Key Issue: In step 3, the database needs to physically scan and discard the first 1 million records. Even when using an index for sorting, the massive amount of wasted random I/O or sequential scan operations still leads to significant resource overhead.

2. Cursor-based "Previous/Next Page" Optimization
Suitable for sequential pagination scenarios (e.g., pull-to-load on mobile devices).
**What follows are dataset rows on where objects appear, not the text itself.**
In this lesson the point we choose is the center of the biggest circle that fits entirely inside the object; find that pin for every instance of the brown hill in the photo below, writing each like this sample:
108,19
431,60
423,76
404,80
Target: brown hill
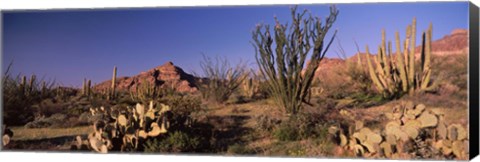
164,76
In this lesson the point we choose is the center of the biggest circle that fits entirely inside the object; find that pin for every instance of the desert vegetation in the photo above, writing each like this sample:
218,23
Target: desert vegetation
294,102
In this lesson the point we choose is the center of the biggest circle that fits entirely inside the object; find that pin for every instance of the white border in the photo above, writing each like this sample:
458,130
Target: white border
8,5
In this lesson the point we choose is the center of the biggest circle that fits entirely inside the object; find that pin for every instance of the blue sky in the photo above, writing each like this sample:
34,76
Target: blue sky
69,45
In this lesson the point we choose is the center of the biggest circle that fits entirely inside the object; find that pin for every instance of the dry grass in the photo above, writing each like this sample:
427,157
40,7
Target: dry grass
22,133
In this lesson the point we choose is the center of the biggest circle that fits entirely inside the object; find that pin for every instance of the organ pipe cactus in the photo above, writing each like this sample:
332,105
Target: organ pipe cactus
395,77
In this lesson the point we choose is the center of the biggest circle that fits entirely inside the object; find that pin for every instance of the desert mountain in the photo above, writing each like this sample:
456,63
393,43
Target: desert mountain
165,76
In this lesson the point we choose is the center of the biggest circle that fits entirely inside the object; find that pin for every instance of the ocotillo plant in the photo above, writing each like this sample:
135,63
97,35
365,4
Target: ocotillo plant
395,78
84,87
89,90
283,66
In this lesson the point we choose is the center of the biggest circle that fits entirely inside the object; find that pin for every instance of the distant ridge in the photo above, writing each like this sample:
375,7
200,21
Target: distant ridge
167,75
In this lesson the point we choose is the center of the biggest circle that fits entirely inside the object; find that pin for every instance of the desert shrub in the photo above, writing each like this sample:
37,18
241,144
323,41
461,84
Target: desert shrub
19,94
302,126
175,142
286,132
184,108
220,79
284,70
265,122
239,149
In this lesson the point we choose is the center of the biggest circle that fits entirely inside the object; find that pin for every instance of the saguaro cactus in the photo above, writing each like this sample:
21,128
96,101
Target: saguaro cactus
283,66
114,79
395,78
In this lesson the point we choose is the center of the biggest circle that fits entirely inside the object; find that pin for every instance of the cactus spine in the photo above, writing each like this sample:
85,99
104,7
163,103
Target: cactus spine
394,78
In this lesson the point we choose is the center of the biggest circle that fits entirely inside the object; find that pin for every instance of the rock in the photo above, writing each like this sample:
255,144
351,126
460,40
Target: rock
165,76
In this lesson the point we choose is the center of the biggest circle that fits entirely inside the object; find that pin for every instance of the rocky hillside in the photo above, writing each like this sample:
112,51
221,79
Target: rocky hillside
165,76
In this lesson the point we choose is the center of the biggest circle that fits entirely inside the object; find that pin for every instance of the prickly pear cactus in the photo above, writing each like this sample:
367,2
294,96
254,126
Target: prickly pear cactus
413,131
128,130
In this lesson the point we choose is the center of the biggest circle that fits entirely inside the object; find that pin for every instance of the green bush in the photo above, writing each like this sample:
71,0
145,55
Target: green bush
239,149
175,142
287,131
The core idea is to avoid using offset:

  • Principle: Record the position of the last record from the previous page (e.g., its ID), and change LIMIT offset, size to a conditional query.
  • Example:
    First page: SELECT * FROM orders ORDER BY id LIMIT 20
    Second page: SELECT * FROM orders WHERE id > last_max_id_from_previous_page ORDER BY id LIMIT 20
  • Advantage: Directly locates the starting position via the index, skipping the scan of invalid data.
  • Limitation: Does not support random page jumps (e.g., directly jumping to page 50).

3. Subquery-based Deferred Join Optimization
Suitable for scenarios requiring random page jumps where the sort field is indexed:

  • Principle: First, quickly locate the target record IDs via a subquery (avoiding back-to-table lookups), then retrieve the complete data via primary key joins.
  • Example:
    SELECT * FROM orders  
    INNER JOIN (  
      SELECT id FROM orders  
      ORDER BY create_time  
      LIMIT 1000000, 20  
    ) AS tmp USING(id)  
    
  • Execution Process:
    1. The subquery selects only the id and sort fields (leveraging index coverage to avoid back-to-table lookups), quickly skipping the offset records.
    2. Joins with the original table via the primary key id to precisely fetch the 20 complete records.
  • Advantage: The data volume processed by the subquery is much smaller than the original table (only indexed fields), reducing I/O overhead.

4. Business Design-based Special Optimization Strategies

  • Prohibit Excessively Deep Pagination: Limit the accessible page range at the business level (e.g., only allowing access to the first 100 pages).
  • Data Preloading: Pre-generate and cache pagination results for hot data (e.g., storing the first N pages in Redis).
  • Secondary Index Strategy: Create composite indexes on pagination conditions (e.g., time range) and combine with WHERE conditions to narrow the scan scope.

5. Practical Recommendations and Selection Criteria

  • Sequential Pagination: Prioritize the cursor method (WHERE condition pagination).
  • Random Page Jumps: Use traditional LIMIT when data volume is less than 100k; use deferred joins when greater than 100k.
  • Index Design: Create composite indexes for ORDER BY fields and query conditions, leveraging index coverage as much as possible.
  • Monitoring Tools: Analyze execution plans via EXPLAIN, paying attention to warnings like Using filesort or full table scans.